The wind power giant, Siemens Energy, saw its stock crash 37% following a profit warning due to difficulties within its wind turbine division. These types of problems are not isolated to Siemens. Vestas, the world’s largest maker of wind turbines, has been wrestling with similar problems, facing a profit margin that recently dipped below 5%. These challenges raise concerns about whether industry turbulence is a symptom of natural growing pains or if estimates for wind power growth need to be recalibrated. In the near term, it may be both.
The pace of the renewable energy sector’s growth over the past decade, with capacity more than quadrupling, poses unprecedented manufacturing challenges. To meet demand, companies are trying new materials, manufacturing approaches, and commercial structures. Trying new things will naturally result in some negative surprises. When the automobile was being refined, more than 1,000 companies were trying different approaches. Three decades later, there were three. Company-specific problems did not impact the growth of the automobile for society, and the mistakes made resulted in a more useful product.
Rapid acceleration brings complex problems, and these are beginning to surface in the form of wind turbine failures, economic struggles, and operational inefficiencies. These are natural for such rapid growth. The potentially more dangerous dynamic right now is some renewable champions refuse to acknowledge the recent problems with the development of wind energy. Something rarely improves by ignoring it. Understanding and acknowledging problems to improve is always beneficial to progress.
Vestas, specifically, is facing the challenges of managing outdated offshore wind turbines. Their shares have been on a downward trajectory for months, with analysts warning of profit margins possibly plunging to zero. If maintenance for an industry/asset has been greatly underestimated, and that asset is in a very inaccessible spot, those problems will compound. These data points probably help the industry reframe more development estimates towards onshore vs. offshore. Hopefully, that will occur.
Siemens Energy’s problems were first brought to light in February when the company reported an increase in failure rates of certain components, leading to inflated warranty and service maintenance costs. The situation deteriorated further last week when Siemens reported a “substantial increase in failure rates of wind turbine components,” leading the company to withdraw profit estimates.
Despite the problems, Siemens’ order book reflects the continued momentum within the wind energy industry, with over $10 billion in orders. This provides lots of opportunities to improve on the data received to date. GE is also exploring ways to address these issues, focusing on creating more reliable products, reducing manufacturing complexities, and employing AI-enhanced inspections and preventive maintenance. They’re counting on these measures to make their renewable energy business profitable. Some of the global challenges, such as semiconductor shortages, are also retreating. As the skilled labor force of the industry gets more experience, the processes at all stages will also improve.

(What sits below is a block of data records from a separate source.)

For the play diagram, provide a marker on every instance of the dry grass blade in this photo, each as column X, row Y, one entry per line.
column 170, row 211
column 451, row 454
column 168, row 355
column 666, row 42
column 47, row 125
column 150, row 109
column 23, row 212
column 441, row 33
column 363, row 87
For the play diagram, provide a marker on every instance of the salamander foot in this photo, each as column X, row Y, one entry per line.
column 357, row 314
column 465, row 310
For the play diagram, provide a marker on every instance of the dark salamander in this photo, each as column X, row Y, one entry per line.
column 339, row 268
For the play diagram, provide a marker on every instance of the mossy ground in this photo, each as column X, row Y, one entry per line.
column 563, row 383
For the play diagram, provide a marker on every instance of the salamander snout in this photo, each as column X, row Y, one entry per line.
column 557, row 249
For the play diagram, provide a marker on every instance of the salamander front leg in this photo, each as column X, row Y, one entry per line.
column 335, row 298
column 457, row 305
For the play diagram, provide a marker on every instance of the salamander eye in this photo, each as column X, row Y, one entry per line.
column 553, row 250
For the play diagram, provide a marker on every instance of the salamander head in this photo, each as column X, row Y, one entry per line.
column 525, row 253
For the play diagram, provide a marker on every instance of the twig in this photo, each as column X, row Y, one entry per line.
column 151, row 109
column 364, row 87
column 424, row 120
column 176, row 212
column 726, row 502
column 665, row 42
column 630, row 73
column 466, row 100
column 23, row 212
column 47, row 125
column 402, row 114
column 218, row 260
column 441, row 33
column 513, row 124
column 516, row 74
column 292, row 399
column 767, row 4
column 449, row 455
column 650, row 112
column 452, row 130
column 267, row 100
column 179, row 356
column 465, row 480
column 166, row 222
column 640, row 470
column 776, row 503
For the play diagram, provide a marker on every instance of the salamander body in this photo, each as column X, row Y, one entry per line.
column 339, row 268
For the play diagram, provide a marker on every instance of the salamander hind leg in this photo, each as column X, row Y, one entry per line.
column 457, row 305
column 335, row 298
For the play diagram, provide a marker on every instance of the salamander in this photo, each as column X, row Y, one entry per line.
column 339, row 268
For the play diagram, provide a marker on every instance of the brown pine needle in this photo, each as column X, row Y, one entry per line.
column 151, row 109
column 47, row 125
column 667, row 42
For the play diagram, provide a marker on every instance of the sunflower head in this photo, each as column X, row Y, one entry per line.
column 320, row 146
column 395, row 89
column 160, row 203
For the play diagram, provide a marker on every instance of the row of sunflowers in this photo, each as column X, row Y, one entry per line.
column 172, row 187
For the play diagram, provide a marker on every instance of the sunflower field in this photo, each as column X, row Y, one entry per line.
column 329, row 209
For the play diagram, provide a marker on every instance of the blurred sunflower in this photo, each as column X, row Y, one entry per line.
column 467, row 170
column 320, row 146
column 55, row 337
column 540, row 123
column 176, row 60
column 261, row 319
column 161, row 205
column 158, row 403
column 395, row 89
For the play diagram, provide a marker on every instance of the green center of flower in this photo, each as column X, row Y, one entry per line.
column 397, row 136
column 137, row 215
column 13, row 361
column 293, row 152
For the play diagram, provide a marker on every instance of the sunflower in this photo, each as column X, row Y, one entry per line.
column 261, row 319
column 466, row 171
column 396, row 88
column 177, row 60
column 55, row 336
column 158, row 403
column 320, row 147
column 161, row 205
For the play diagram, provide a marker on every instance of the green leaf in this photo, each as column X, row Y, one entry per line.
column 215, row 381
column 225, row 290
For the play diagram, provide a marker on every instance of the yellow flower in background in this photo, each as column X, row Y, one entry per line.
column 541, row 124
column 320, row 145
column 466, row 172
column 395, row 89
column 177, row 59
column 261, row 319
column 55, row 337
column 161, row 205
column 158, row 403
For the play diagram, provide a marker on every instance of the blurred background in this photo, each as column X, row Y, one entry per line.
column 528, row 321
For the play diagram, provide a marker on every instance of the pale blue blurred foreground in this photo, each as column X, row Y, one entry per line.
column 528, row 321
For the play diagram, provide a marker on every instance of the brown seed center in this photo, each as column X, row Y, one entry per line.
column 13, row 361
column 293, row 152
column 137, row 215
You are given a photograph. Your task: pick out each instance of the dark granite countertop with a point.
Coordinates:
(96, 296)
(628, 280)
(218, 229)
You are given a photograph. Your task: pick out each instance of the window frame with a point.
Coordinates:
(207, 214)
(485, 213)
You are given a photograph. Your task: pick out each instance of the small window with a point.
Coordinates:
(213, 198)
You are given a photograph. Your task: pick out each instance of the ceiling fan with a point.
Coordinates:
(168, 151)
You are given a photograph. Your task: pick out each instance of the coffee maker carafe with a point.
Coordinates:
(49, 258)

The wind power issues to date, coming to a head, will likely be ironed out with time. If industry champions ignore them it is unlikely to improve. The options now are to acknowledge flaws and areas of improvement or gloss over them with subsidies and rhetoric. Economic incentives, shining a light on things that aren’t working, have always been the best driver of rapid improvement. The wind industry should come out stronger now that the above companies, and stakeholders, are more focused on the long-term economic success of the sub-sector.